The researchers from Istanbul University in Turkey said that vaccines for influenza, hepatitis B and rabies have also shown decreased responses in people with obesity. The findings presented at the year’s European Congress on Obesity (ECO) being held in the Netherlands also found that people with severe obesity (BMI of more than 40kg/m2) vaccinated with Pfizer’s mRNA vaccine generated meaningfully more antibodies than those vaccinated with China’s CoronaVac (inactivated SARS-CoV-2) vaccine.

According to the researchers, the Pfizer/BioNTech vaccine may be a better option for this vulnerable population.

To learn more, researchers studied antibody responses following Pfizer/BioNTech and CoronaVac vaccination in 124 adults with severe obesity (average age 42-63 years) between August and November 2021.

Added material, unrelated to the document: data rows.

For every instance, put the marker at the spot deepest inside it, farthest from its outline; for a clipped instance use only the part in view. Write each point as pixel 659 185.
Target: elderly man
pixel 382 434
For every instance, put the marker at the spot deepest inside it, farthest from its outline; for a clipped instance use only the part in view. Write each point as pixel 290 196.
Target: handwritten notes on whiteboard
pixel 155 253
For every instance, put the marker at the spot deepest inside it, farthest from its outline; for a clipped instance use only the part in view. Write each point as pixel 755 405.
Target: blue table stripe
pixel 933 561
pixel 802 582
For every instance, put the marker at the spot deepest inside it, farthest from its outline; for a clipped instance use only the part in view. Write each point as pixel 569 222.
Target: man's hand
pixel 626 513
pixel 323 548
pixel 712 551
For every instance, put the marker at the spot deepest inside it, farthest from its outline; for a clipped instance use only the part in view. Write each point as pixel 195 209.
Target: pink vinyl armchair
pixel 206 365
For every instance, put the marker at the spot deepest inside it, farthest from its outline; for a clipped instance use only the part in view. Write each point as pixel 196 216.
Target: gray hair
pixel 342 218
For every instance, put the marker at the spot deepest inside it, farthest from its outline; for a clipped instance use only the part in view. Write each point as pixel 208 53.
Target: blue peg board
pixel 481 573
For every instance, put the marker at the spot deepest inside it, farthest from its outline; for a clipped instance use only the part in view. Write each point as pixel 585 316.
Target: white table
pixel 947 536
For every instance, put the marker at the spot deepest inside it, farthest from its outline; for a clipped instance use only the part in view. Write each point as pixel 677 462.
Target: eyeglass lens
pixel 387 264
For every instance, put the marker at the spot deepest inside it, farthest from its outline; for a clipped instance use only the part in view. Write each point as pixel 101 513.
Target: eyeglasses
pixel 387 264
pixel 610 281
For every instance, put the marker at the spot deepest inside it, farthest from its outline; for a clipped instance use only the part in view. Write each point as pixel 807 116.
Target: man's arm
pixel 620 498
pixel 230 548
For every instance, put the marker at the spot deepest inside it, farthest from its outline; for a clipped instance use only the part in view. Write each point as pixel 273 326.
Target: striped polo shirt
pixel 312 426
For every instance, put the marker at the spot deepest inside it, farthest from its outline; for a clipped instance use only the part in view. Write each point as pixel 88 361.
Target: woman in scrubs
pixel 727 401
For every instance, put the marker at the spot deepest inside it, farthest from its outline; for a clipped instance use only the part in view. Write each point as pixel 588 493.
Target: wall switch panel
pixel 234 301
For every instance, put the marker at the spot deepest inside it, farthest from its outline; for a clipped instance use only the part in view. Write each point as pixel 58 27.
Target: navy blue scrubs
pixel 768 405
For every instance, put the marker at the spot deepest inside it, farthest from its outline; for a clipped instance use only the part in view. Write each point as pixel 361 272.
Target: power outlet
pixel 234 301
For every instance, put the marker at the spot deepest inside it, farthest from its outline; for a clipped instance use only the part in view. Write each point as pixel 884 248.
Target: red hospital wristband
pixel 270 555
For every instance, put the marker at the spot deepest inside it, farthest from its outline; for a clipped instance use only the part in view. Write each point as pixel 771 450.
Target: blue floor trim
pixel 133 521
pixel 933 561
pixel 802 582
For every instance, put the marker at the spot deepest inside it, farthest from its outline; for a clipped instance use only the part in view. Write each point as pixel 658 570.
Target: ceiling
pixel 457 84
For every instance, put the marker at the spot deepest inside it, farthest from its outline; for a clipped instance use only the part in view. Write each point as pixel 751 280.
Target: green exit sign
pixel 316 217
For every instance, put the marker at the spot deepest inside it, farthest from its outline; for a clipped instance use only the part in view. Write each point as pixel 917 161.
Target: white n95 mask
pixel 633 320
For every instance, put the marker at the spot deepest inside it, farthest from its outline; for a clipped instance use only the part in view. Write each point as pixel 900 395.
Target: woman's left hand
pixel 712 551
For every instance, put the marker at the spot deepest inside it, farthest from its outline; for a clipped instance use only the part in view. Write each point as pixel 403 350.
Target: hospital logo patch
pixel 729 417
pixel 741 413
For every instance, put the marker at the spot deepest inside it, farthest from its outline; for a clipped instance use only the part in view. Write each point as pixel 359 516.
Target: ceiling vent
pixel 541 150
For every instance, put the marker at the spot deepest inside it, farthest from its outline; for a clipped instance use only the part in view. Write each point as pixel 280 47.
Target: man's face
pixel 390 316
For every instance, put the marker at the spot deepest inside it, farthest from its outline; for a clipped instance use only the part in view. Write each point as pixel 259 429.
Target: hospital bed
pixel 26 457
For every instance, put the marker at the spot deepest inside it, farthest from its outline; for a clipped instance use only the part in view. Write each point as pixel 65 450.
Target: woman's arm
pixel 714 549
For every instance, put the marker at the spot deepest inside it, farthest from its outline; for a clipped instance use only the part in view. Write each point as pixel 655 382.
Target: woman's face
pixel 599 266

They also recruited 166 normal-weight adults (BMI less than 25kg/m2, average age 39-47 years) as a control group.

Overall, 130 participants received two doses of Pfizer/BioNTech and 160 participants received two doses of CoronaVac, with 70 having previously been infected with SARS-CoV-2.

Patients with severe obesity who had not previously been infected with Covid and had been vaccinated with Pfizer/BioNTech had antibody levels that were more than three times lower than normal-weight controls.

Similarly, patients with severe obesity had antibody levels 27 times lower than normal weight controls in participants with no prior Covid infection and were vaccinated with CoronaVac.

Interestingly, in patients with severe obesity, both with and without prior SARS-CoV-2 infection, antibody levels in those vaccinated with Pfizer/BioNTech were significantly higher than in those vaccinated with CoronaVac.

“These results provide new information on the antibody response to SARS-CoV-2 vaccines in people with severe obesity and reinforce the importance of prioritising and increasing vaccine uptake in this vulnerable group,” said Professor Volkan Demirhan Yumuk from the varsity.

“Our study confirms that immune memory induced by prior infection alters the way in which people respond to vaccination and indicates that two doses of Pfizer/BioNTech vaccine may generate significantly more antibodies than CoronaVac in people with severe obesity, regardless of infection history,” Yumuk added.

However, he pressed the need for further research to determine whether these higher antibody levels provide greater protection against Covid-19.